In 1945, the Mays were able to realize their dream. They acquired land that would grow into their 5,800-acre farm in Huffman, including the 69 acres of land that is now I.T. May Park and May Community Center.
“We were cattle and rice farmers,” said May. “We were very successful. We had a lot of cattle and horses and things that kids like to do, like bringing their friends over to ride horses. We had a good life.”
She cooked daily for the 15 to 20 men who worked on their farm, which required a lot of food.
“I had to drive to Galena Park once a week in a panel truck to get the groceries,” she said.
May described how the roads were dirt that turned into impassable mud whenever it rained. 

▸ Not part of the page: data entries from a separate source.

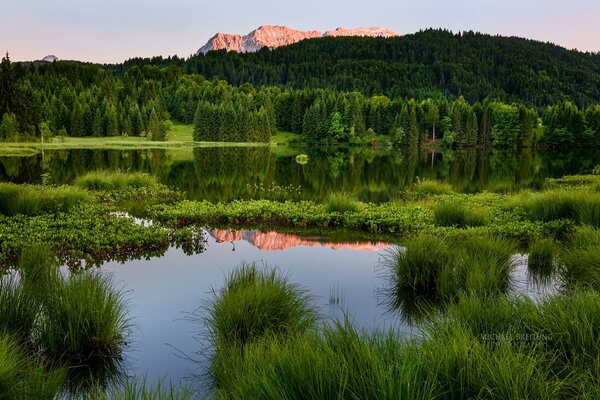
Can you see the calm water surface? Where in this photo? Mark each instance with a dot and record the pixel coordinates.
(223, 174)
(342, 277)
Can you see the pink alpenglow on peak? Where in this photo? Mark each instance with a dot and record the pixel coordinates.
(272, 36)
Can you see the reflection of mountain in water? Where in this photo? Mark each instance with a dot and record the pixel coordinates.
(281, 241)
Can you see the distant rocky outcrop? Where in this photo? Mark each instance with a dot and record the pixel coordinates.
(50, 58)
(275, 36)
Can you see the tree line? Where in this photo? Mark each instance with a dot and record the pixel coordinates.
(78, 99)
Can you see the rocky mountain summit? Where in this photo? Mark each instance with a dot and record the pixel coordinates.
(273, 36)
(50, 58)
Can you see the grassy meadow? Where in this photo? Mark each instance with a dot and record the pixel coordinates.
(63, 333)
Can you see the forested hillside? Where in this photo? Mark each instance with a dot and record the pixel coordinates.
(430, 63)
(465, 90)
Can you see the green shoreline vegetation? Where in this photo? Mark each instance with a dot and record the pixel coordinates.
(63, 331)
(459, 293)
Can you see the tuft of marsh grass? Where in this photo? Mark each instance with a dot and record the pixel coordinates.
(134, 389)
(33, 200)
(39, 271)
(111, 180)
(435, 268)
(457, 215)
(341, 203)
(541, 257)
(23, 377)
(84, 325)
(339, 364)
(12, 364)
(426, 186)
(18, 310)
(258, 302)
(581, 206)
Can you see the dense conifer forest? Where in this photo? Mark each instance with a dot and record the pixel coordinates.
(462, 89)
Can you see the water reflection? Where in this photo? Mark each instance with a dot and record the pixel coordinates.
(224, 174)
(272, 240)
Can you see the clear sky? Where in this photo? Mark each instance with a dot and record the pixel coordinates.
(114, 30)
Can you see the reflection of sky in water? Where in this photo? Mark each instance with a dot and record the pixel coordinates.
(163, 290)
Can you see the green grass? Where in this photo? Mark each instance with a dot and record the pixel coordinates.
(134, 389)
(182, 133)
(18, 310)
(341, 203)
(114, 180)
(12, 364)
(33, 200)
(340, 364)
(440, 269)
(24, 377)
(457, 215)
(284, 138)
(541, 257)
(84, 326)
(256, 303)
(498, 348)
(427, 186)
(581, 206)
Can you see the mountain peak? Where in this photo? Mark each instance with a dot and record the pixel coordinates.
(272, 36)
(50, 58)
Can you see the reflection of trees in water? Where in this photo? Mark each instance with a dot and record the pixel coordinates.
(223, 174)
(227, 173)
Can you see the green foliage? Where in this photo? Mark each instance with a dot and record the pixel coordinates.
(427, 186)
(581, 206)
(438, 269)
(541, 256)
(454, 214)
(18, 309)
(134, 389)
(111, 180)
(84, 327)
(342, 203)
(31, 200)
(257, 303)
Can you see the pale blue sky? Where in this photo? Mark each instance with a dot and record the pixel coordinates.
(114, 30)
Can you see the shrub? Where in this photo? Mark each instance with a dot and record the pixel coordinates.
(111, 180)
(84, 326)
(457, 215)
(341, 204)
(426, 186)
(32, 200)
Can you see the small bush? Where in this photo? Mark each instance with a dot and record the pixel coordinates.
(341, 204)
(18, 309)
(581, 206)
(257, 303)
(427, 186)
(541, 256)
(441, 269)
(111, 180)
(32, 200)
(457, 215)
(84, 322)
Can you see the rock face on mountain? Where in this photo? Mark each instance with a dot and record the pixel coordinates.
(274, 36)
(50, 58)
(372, 31)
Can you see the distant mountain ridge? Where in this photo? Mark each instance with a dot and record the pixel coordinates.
(273, 36)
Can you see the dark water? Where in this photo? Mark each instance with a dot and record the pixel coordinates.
(223, 174)
(342, 277)
(347, 280)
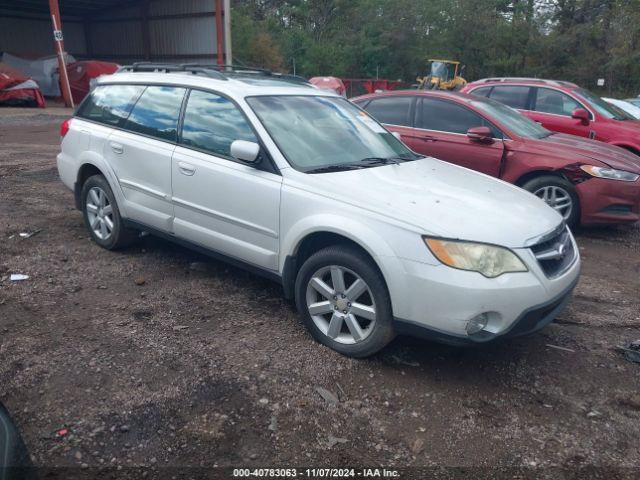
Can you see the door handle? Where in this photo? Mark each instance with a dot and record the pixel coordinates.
(116, 147)
(186, 169)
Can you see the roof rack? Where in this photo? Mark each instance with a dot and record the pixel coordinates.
(172, 67)
(527, 79)
(247, 70)
(212, 70)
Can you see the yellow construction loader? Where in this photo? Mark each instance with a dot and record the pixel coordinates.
(444, 75)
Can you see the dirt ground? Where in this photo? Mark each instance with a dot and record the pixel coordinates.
(205, 364)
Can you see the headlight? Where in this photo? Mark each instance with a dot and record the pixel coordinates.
(489, 260)
(610, 173)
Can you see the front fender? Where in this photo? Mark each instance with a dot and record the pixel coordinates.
(369, 239)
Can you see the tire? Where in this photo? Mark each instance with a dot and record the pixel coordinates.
(563, 189)
(102, 216)
(356, 322)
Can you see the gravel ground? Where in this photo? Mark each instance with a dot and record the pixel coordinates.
(156, 356)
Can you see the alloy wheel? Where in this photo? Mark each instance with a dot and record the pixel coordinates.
(100, 213)
(557, 198)
(341, 304)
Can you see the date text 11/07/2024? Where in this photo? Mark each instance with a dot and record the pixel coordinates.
(316, 472)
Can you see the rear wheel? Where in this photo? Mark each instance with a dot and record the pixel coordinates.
(102, 216)
(559, 194)
(344, 301)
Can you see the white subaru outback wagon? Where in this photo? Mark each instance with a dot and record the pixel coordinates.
(369, 238)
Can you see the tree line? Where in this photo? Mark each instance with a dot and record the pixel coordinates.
(576, 40)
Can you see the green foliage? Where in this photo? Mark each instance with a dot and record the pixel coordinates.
(575, 40)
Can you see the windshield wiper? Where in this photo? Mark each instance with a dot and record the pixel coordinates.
(369, 161)
(340, 167)
(364, 163)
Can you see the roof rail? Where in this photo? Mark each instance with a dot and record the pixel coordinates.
(172, 67)
(246, 70)
(527, 79)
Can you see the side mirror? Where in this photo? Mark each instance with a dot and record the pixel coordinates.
(480, 134)
(245, 151)
(582, 115)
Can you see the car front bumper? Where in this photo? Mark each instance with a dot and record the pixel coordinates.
(442, 301)
(605, 201)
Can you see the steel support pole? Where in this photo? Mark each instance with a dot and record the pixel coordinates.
(219, 29)
(54, 9)
(226, 13)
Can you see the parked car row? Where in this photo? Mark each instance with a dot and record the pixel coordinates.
(370, 237)
(586, 181)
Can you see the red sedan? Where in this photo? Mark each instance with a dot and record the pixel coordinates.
(587, 182)
(563, 107)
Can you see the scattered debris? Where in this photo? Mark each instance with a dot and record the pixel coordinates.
(333, 441)
(400, 361)
(417, 446)
(564, 349)
(328, 396)
(631, 401)
(29, 234)
(199, 267)
(273, 424)
(632, 351)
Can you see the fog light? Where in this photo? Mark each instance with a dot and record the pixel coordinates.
(477, 323)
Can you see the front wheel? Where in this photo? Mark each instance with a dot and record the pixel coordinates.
(559, 194)
(344, 302)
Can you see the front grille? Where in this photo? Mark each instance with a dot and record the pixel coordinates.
(556, 254)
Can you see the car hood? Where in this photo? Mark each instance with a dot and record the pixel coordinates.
(615, 157)
(441, 199)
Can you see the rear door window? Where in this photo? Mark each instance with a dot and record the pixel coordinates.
(110, 104)
(444, 116)
(512, 95)
(553, 101)
(156, 113)
(212, 122)
(391, 110)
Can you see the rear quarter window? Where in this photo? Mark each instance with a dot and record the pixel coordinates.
(110, 104)
(512, 95)
(482, 91)
(391, 110)
(156, 113)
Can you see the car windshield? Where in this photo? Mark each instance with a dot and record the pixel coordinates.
(510, 118)
(605, 109)
(315, 132)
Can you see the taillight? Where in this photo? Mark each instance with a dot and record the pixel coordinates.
(64, 128)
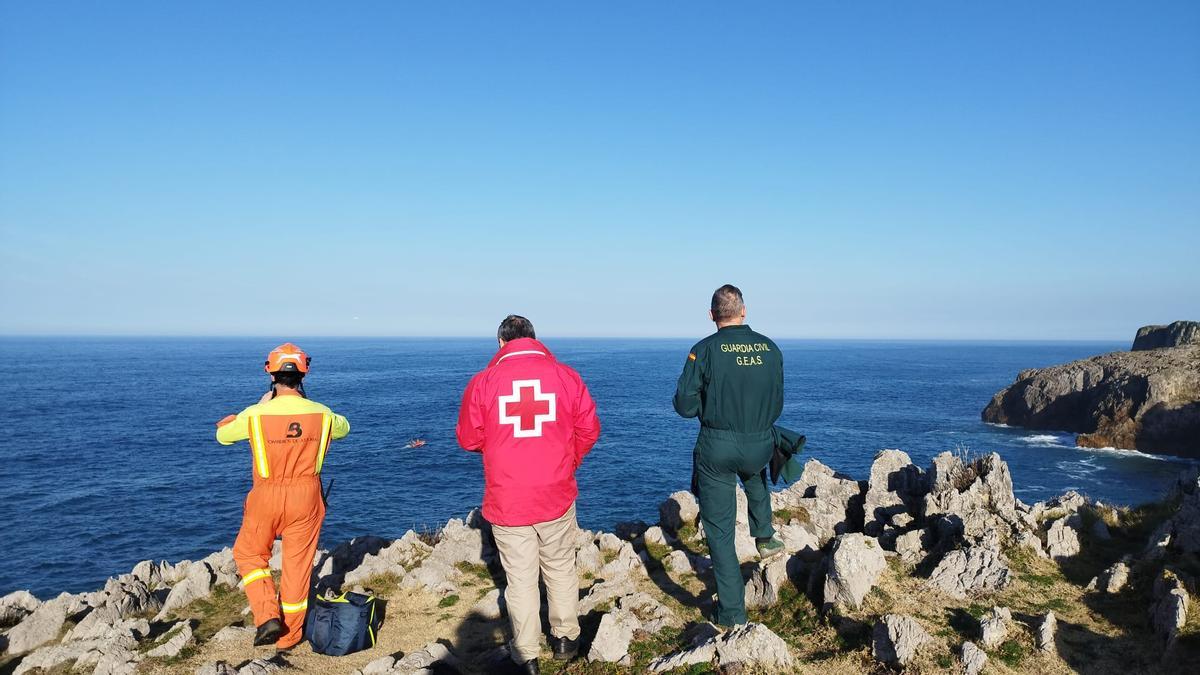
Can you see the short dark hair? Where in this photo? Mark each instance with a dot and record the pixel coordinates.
(727, 303)
(514, 327)
(291, 378)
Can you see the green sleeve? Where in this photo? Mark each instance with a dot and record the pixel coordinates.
(691, 382)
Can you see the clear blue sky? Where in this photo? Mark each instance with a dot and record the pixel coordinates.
(862, 169)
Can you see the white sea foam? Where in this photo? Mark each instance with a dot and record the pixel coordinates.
(1139, 454)
(1048, 441)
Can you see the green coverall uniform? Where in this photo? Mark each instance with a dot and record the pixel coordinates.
(733, 381)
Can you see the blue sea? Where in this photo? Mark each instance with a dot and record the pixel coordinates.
(108, 453)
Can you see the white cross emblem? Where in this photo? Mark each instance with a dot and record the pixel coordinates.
(526, 408)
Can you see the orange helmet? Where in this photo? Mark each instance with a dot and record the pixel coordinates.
(287, 358)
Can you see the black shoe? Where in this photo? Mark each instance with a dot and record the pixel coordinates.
(565, 649)
(268, 633)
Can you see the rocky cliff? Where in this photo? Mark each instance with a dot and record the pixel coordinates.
(936, 568)
(1173, 335)
(1147, 399)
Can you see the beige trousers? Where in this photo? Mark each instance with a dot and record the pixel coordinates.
(547, 548)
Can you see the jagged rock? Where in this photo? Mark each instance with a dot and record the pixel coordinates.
(197, 585)
(433, 575)
(798, 541)
(1146, 400)
(407, 550)
(627, 563)
(17, 605)
(973, 658)
(234, 634)
(1047, 631)
(155, 574)
(589, 559)
(1062, 538)
(221, 561)
(610, 542)
(898, 639)
(754, 646)
(971, 571)
(701, 649)
(106, 625)
(173, 641)
(1032, 543)
(259, 667)
(976, 496)
(994, 627)
(655, 536)
(827, 503)
(1170, 609)
(489, 607)
(678, 562)
(1181, 532)
(457, 543)
(1068, 503)
(373, 565)
(1176, 334)
(855, 566)
(381, 665)
(894, 488)
(612, 638)
(40, 627)
(751, 646)
(630, 530)
(102, 641)
(460, 543)
(913, 547)
(130, 595)
(429, 656)
(677, 511)
(651, 613)
(1113, 579)
(606, 591)
(766, 580)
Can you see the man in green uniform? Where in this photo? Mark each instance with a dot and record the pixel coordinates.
(733, 381)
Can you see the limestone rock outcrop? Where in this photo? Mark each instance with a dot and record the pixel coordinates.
(898, 639)
(1147, 399)
(1171, 335)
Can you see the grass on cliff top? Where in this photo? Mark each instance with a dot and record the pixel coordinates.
(222, 608)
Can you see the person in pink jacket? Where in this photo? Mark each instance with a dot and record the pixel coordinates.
(533, 420)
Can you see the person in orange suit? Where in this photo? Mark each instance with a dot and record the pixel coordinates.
(288, 437)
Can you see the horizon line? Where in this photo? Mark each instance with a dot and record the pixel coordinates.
(487, 336)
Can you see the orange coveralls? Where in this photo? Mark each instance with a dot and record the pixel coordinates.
(288, 437)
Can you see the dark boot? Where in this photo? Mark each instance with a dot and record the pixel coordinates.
(268, 633)
(565, 649)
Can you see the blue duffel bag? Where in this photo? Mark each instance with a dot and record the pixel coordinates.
(343, 625)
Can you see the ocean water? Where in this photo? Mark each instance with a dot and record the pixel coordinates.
(108, 454)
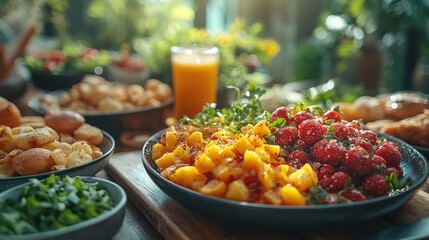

“You looked up in the sky and, if it looked OK, you just went. If it looked like rain, you didn’t.”
The Mays had four children. One died, but the other three live within an hour’s drive of May's home. Her children have provided May with generations of grandchildren. 
“I have 13 grandchildren, 22 great-grandchildren and five great-great-grandchildren,” said May.
During the years on the farm, both Mays were active in the community beyond the farm, which left their mark on Huffman and its people.
“My husband built a bank in Huffman called the Huffman Bank. It is still there, only it’s Wells Fargo now. He was the owner. He was big in FFA and helped the boys to get their calves to shows and things like that,” May said.
“I have been involved in the schools and other things. I did not teach, but I would go down to the schools and talk once or twice a week to students and talk with children that needed help that didn’t have anybody and needed somebody to talk to,” she said.
“The children are our future, that’s where it starts. If you care for your community, your friends and your family, that’s what you do,” she said.
May was active in the local garden club and in other activities, including the Huffman Lions Club. 
“I was in all of the local things,” said May.
 Asked what she loves to do, she said, “I have never done anything that I didn’t enjoy, including cooking for cowhands and farmers. I felt like I was doing something worthwhile. If we leave this earth feeling like we have been an asset instead of a burden, that is what I am trying to do.”
Irby May died in 1978. Vera May remained on the farm for eight years. It was during that period that May donated the land for May Park and May Community Center.
“Irby said he always wanted to give back to Huffman something to be remembered by,” May said.
The decision to finally give up the farm was difficult. 
“I lived on the ranch eight years after I lost my husband, but I was alone.”
The farm and the huge farmhouse became too much for her to handle, so she moved into a home in Atascocita in 1986. After 30 years in Atascocita where she was active in her card clubs and “other things,” she moved to Watercrest Retirement Living at Kingwood last November. The move was at her family’s suggestion and she agreed, given her declining mobility and vision.
Vera May said she used to love reading romance stories and American history. She may not be able to read about history now, but she is a big part of it, especially the Huffman part. She is a legend still going strong.